Twilight of the Velocipede: Typesetting Races Before the Age of Linotype

(publicdomainreview.org)

48 points | by benbreen 3 days ago ago

5 comments

  • nemetroid 2 days ago ago

    From the last image:

    > No Type. No Distribution. No "Pie"-ing.

    > Self-spacing. Self-justifying.

    Looks machine-composed.

    • cryzinger 2 days ago ago

      If you mean machine-composed as in AI, I did a reverse image search and found the same image in a blog post from 2013:

      https://kenjeffery.wordpress.com/2013/05/10/on-linotype-the-...

      And to prove that the image wasn't tampered with recently, here's a Wayback Machine snapshot from 2019:

      https://web.archive.org/web/20190823231938/https://kenjeffer...

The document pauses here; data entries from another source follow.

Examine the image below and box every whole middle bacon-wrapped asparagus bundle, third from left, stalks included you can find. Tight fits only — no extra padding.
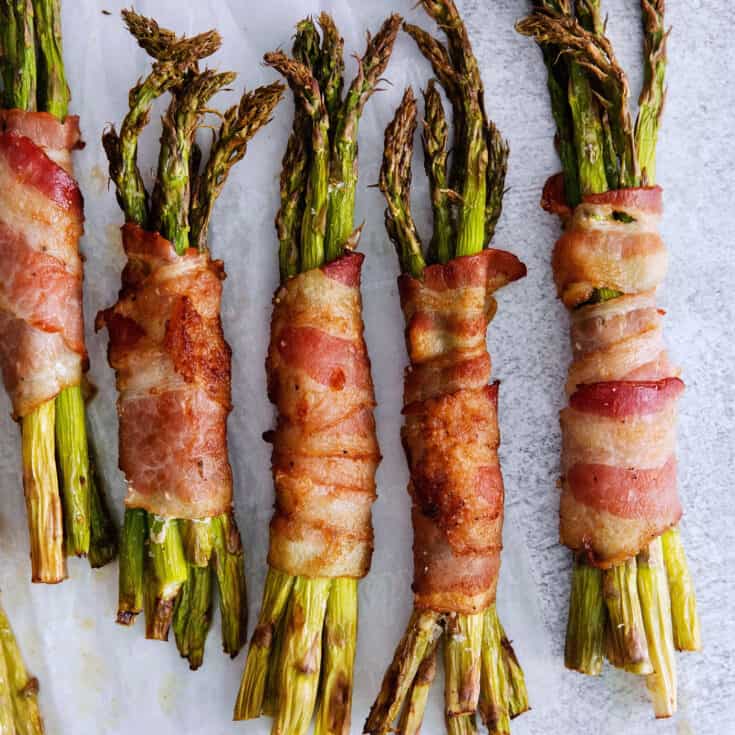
[234,13,400,735]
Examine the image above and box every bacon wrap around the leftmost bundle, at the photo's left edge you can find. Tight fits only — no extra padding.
[0,110,86,418]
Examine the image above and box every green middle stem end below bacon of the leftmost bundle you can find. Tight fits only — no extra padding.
[56,385,90,556]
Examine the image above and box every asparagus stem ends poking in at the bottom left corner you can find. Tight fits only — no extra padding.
[0,607,44,735]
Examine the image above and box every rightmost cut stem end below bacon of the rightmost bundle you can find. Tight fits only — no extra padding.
[661,527,702,651]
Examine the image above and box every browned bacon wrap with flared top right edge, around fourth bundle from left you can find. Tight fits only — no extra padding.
[398,250,526,614]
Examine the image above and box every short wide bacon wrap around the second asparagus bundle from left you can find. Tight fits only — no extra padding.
[96,224,232,519]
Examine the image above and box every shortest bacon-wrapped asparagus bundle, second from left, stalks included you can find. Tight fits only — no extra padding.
[97,11,284,669]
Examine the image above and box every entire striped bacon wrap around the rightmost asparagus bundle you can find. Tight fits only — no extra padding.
[542,178,684,568]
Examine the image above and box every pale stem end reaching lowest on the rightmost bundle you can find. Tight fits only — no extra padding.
[638,536,676,717]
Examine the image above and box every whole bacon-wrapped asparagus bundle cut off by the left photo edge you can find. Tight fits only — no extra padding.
[0,0,117,583]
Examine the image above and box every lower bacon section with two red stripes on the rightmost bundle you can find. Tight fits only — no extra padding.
[560,378,684,567]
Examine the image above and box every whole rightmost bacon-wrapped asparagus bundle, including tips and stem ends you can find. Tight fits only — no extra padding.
[518,0,700,717]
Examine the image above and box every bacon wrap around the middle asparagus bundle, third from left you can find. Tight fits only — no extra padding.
[266,253,380,578]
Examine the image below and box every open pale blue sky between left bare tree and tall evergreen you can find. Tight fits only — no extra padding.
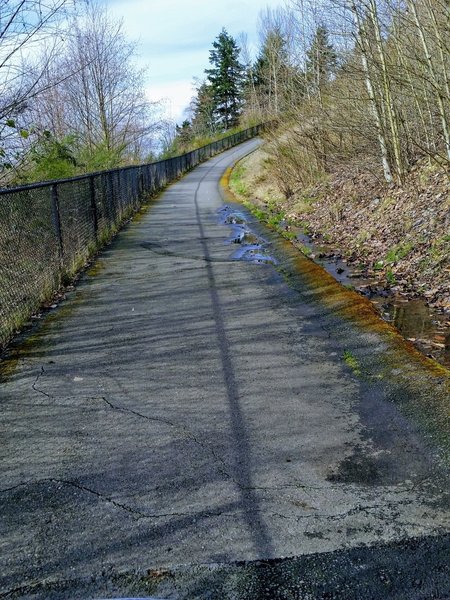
[107,0,279,123]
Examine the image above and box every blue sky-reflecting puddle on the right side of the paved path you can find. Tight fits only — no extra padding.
[219,206,277,265]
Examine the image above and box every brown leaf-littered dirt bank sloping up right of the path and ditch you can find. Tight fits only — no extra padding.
[231,149,450,312]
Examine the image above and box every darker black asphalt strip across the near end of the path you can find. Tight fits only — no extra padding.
[0,535,450,600]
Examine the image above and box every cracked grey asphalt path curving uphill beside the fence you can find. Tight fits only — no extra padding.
[0,141,450,599]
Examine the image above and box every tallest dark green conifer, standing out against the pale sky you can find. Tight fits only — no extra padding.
[205,29,244,129]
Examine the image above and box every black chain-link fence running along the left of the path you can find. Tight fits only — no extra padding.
[0,125,261,347]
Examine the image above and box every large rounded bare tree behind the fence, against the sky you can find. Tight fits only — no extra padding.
[27,2,156,168]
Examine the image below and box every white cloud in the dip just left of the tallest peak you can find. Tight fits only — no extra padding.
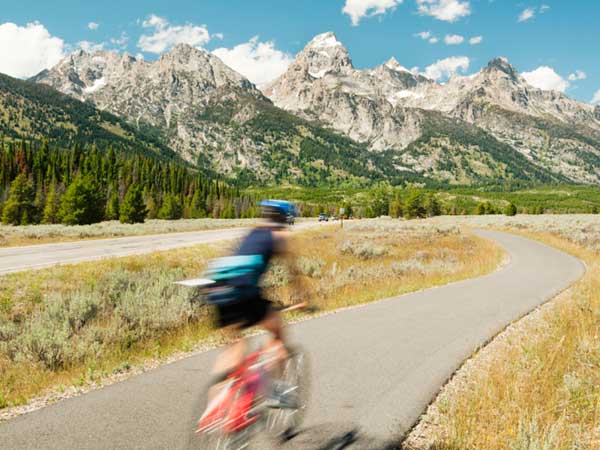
[213,36,293,86]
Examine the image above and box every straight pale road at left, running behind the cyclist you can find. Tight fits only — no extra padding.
[0,222,319,275]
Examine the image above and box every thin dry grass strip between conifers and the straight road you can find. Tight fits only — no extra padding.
[0,219,257,248]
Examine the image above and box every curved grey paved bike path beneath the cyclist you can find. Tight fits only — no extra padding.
[0,231,584,450]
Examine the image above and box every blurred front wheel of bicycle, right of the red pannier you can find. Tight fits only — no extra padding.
[267,347,310,438]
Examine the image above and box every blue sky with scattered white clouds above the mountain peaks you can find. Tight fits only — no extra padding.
[0,0,600,102]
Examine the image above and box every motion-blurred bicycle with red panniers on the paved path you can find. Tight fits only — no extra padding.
[177,279,310,450]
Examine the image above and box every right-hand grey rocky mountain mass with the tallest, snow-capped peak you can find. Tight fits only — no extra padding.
[265,33,600,184]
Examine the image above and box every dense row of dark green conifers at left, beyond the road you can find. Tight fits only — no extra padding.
[0,141,259,225]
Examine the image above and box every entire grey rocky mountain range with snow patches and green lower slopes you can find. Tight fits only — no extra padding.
[15,33,600,184]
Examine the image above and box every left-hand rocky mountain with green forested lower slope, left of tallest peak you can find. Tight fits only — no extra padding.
[33,45,395,184]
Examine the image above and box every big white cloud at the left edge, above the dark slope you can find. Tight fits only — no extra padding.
[0,22,66,78]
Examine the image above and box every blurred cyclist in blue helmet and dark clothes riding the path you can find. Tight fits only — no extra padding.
[209,200,297,395]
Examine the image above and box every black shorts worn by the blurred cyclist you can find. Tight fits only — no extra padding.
[217,287,272,328]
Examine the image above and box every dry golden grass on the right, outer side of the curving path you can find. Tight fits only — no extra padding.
[405,216,600,450]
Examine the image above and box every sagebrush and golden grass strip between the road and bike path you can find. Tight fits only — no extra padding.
[0,220,503,416]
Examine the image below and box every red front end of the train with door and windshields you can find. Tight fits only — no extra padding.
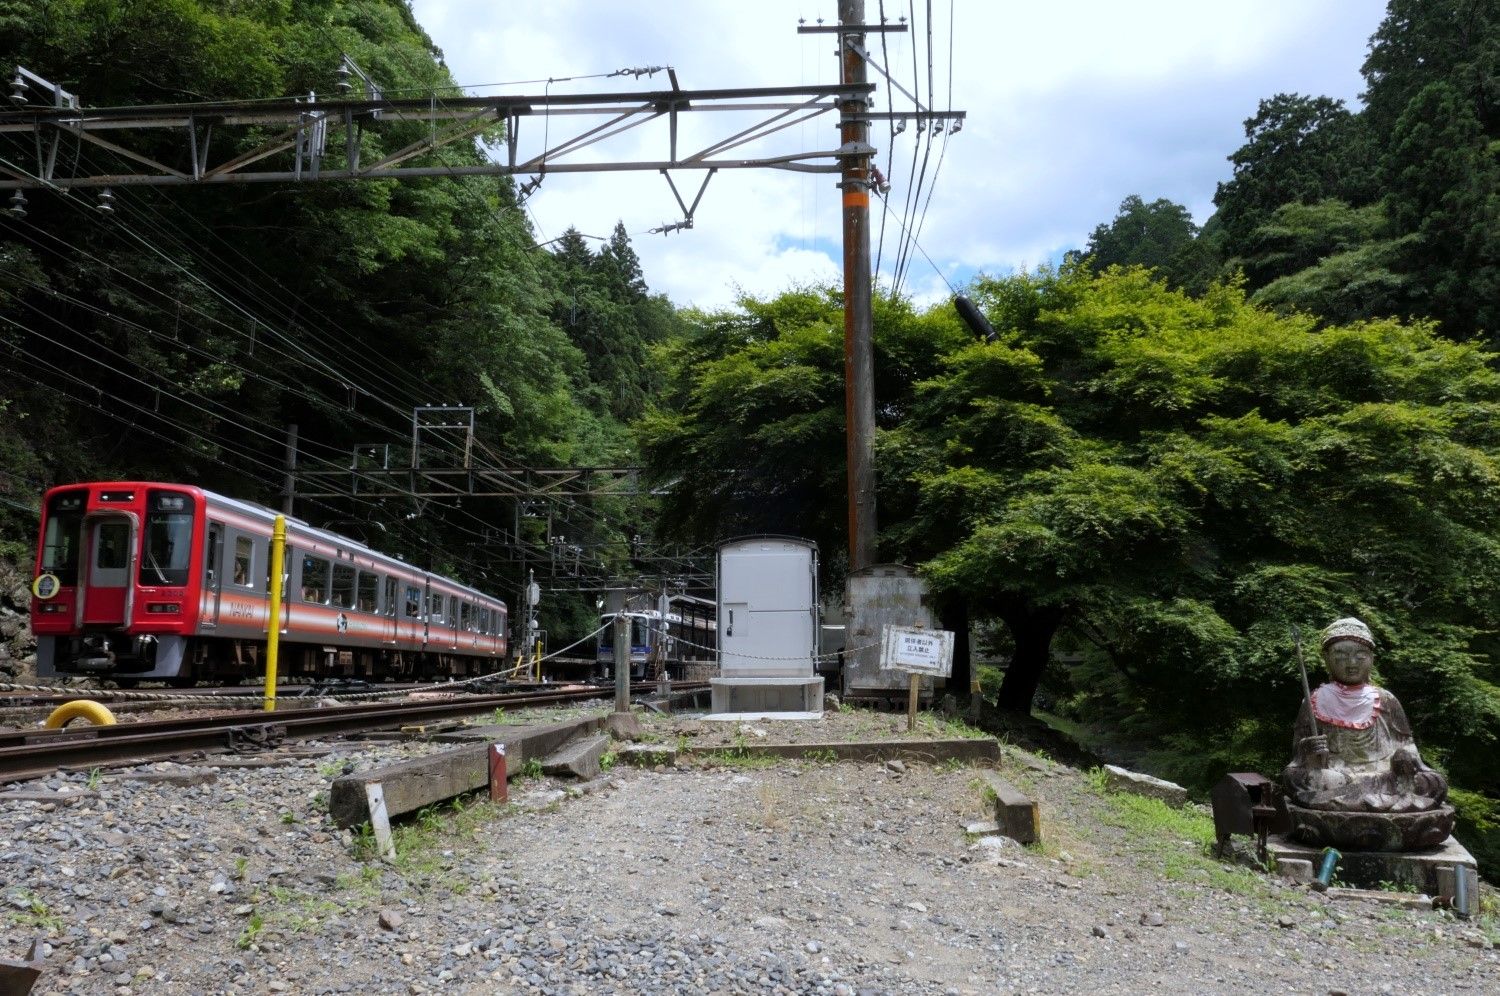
[32,483,204,681]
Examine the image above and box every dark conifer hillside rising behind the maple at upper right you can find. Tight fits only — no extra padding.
[1080,0,1500,341]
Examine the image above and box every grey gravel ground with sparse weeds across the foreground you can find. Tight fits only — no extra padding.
[0,710,1500,996]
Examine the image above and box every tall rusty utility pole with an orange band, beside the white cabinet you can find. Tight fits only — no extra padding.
[839,0,876,570]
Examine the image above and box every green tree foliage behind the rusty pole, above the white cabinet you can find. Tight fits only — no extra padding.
[636,288,971,573]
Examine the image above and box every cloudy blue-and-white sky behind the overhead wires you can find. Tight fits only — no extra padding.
[413,0,1385,308]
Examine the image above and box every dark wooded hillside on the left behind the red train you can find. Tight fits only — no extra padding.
[0,0,674,633]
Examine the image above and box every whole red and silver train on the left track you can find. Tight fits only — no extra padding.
[32,482,509,686]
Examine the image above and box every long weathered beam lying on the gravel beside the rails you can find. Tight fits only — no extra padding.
[329,716,605,827]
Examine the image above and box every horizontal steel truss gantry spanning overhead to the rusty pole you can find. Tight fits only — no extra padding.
[0,68,875,190]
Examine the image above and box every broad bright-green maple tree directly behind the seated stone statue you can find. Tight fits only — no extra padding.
[882,269,1500,804]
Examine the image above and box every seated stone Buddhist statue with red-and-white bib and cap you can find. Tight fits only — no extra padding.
[1283,618,1454,851]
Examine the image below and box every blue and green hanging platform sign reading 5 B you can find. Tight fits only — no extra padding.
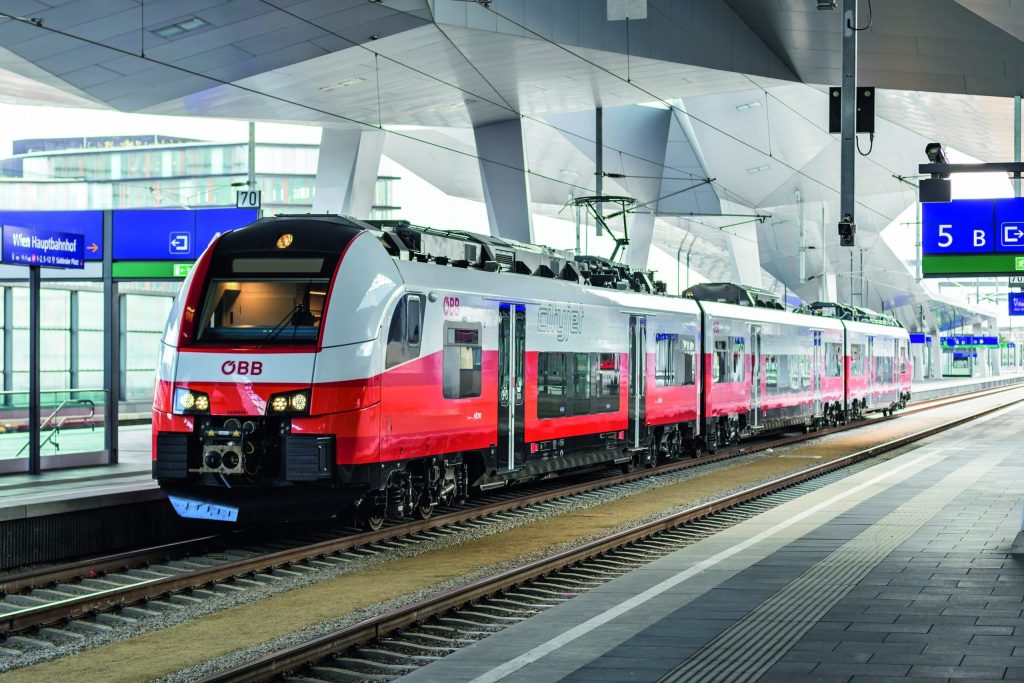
[922,198,1024,278]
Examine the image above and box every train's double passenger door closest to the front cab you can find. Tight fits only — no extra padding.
[498,303,526,473]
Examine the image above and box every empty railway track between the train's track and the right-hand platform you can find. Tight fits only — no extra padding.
[197,389,1024,683]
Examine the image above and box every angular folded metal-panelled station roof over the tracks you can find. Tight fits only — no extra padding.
[0,0,1024,331]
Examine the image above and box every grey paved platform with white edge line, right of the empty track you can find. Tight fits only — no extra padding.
[402,397,1024,683]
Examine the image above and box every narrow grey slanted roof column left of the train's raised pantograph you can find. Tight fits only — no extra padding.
[473,119,534,243]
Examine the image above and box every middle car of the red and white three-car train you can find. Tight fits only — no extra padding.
[684,283,845,452]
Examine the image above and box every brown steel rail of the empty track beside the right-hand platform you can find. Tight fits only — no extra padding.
[196,398,1024,683]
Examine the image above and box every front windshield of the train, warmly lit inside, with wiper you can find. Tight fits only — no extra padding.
[199,278,328,344]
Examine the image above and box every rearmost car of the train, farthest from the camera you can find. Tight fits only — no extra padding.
[807,302,913,420]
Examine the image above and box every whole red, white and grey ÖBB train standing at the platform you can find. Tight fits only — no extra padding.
[153,214,911,528]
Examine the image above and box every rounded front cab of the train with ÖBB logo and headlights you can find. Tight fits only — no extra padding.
[153,218,401,521]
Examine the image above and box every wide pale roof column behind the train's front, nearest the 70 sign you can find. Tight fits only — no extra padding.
[312,128,385,219]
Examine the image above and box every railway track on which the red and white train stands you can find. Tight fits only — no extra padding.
[0,386,1019,654]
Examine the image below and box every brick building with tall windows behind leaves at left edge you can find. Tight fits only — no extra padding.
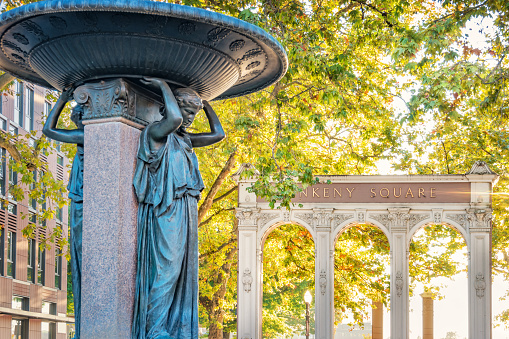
[0,81,73,339]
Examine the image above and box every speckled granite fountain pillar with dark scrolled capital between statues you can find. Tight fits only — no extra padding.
[78,79,159,339]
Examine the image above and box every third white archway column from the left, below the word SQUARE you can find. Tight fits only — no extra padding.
[388,208,410,339]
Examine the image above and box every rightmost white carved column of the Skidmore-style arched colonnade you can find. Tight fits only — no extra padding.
[467,209,491,338]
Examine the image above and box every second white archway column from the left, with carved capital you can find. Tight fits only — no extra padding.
[314,209,334,339]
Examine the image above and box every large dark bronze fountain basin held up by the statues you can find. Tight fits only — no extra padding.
[0,0,288,100]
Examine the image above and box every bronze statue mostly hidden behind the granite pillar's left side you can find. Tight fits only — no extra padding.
[42,88,85,339]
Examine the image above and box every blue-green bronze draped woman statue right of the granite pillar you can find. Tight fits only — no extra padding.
[132,78,225,339]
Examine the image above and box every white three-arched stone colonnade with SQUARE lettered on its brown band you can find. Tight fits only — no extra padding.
[234,162,498,339]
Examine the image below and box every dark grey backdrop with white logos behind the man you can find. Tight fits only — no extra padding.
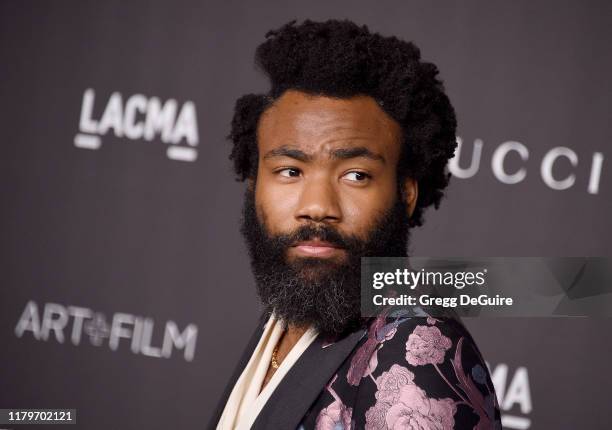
[0,0,612,429]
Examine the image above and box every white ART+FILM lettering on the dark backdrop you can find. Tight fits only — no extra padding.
[15,300,198,361]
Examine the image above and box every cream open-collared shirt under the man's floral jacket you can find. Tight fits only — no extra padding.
[217,314,318,430]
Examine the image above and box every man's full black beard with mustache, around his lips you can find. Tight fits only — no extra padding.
[241,188,409,338]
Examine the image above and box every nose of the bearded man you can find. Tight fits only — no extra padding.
[295,175,341,223]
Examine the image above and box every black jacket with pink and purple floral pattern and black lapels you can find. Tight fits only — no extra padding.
[209,314,501,430]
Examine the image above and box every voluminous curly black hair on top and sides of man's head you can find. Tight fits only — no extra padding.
[229,20,457,226]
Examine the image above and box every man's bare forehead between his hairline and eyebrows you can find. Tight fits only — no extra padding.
[258,90,401,159]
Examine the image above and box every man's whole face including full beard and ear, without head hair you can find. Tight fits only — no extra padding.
[242,91,416,335]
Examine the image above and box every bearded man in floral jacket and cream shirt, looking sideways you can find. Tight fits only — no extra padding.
[210,21,501,429]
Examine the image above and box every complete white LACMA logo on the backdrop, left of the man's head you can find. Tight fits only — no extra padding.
[74,88,199,161]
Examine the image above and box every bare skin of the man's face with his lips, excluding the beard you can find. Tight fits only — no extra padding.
[255,91,401,260]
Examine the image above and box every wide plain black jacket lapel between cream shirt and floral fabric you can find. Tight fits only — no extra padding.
[251,329,365,430]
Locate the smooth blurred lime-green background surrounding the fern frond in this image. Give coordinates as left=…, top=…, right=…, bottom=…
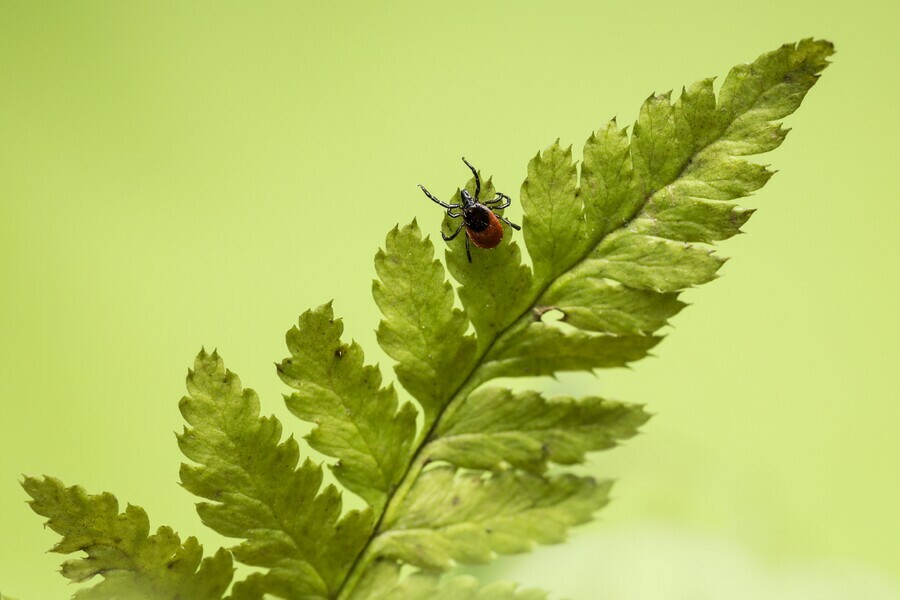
left=0, top=0, right=900, bottom=600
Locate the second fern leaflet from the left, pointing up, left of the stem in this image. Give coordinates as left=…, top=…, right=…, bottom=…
left=178, top=352, right=373, bottom=599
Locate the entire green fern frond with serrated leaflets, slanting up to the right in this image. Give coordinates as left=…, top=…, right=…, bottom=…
left=17, top=40, right=833, bottom=600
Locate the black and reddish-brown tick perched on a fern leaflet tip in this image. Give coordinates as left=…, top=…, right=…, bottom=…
left=419, top=157, right=522, bottom=262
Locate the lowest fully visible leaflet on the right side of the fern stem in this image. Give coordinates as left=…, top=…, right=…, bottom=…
left=374, top=466, right=611, bottom=571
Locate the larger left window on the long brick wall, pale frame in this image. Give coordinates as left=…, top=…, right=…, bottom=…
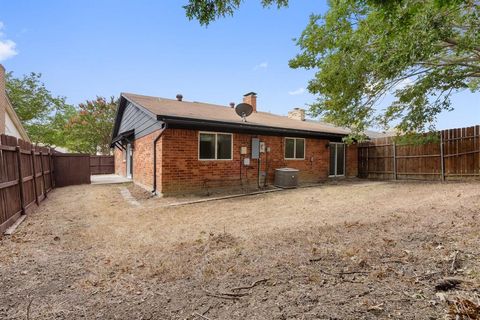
left=198, top=132, right=233, bottom=160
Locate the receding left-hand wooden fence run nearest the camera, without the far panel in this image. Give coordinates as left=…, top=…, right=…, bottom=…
left=0, top=135, right=55, bottom=233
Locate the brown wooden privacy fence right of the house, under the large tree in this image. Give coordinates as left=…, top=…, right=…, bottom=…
left=358, top=126, right=480, bottom=180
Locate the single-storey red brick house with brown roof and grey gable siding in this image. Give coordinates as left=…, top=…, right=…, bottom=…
left=112, top=92, right=357, bottom=195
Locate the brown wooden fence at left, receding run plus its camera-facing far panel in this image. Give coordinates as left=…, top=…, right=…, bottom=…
left=0, top=134, right=94, bottom=234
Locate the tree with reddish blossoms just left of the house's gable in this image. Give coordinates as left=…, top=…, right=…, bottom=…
left=66, top=97, right=117, bottom=155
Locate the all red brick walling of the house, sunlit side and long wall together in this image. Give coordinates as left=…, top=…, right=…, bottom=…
left=115, top=129, right=357, bottom=194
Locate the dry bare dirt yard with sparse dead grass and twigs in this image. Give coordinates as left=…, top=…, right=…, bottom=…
left=0, top=181, right=480, bottom=320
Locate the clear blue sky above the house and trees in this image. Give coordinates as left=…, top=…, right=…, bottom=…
left=0, top=0, right=480, bottom=129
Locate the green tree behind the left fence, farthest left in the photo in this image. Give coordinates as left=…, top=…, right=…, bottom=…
left=6, top=72, right=75, bottom=146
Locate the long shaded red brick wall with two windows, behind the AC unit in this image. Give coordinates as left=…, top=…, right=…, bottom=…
left=161, top=129, right=329, bottom=193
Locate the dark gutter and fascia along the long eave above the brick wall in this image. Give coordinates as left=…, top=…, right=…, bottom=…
left=157, top=116, right=347, bottom=141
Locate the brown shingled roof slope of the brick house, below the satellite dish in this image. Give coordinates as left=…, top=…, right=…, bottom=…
left=119, top=93, right=350, bottom=137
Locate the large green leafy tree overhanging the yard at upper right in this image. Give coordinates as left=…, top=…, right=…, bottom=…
left=185, top=0, right=480, bottom=135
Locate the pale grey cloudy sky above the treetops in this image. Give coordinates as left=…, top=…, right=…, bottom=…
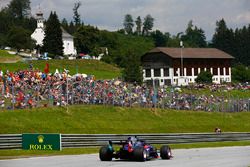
left=0, top=0, right=250, bottom=40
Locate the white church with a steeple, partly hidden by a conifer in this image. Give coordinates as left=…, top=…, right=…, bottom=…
left=31, top=10, right=76, bottom=55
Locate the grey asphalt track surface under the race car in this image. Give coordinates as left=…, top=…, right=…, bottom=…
left=0, top=146, right=250, bottom=167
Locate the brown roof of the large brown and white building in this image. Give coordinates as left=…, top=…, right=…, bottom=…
left=145, top=47, right=234, bottom=59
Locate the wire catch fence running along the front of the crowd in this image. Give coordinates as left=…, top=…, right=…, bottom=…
left=0, top=79, right=250, bottom=112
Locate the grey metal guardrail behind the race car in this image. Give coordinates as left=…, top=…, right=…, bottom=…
left=0, top=133, right=250, bottom=149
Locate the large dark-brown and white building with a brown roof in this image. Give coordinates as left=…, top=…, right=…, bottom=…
left=141, top=47, right=233, bottom=86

      I think it passes muster!

    • ripe 2 days ago ago

      Ha, ha! I thought the same thing: LLM slop. But soon I remembered having seen this Linotype ad before. It's a genuine image. Almost 140 years ago, some human writer came up with short, punchy copy.

      Look what these AI companies have done to us. We see the shadow of slop everywhere.

      • ahartmetz 2 days ago ago

        The poster didn't use "quietly", so I knew it wasn't slop! (Seriously, what's the deal with "quietly" in AI writing?)

  • hackeraccount 2 days ago ago

    Any mention of typesetting should work to include Mark Twain's quote about his relationship with the inventor James Paige, who worked on a never quite working as well as could be wished typesetting machine that Twain invested heavily in.

    "Paige and I always meet on effusively affectionate terms; and yet he knows perfectly well that if I had his nuts in a steel-trap I would shut out all human succor and watch that trap till he died."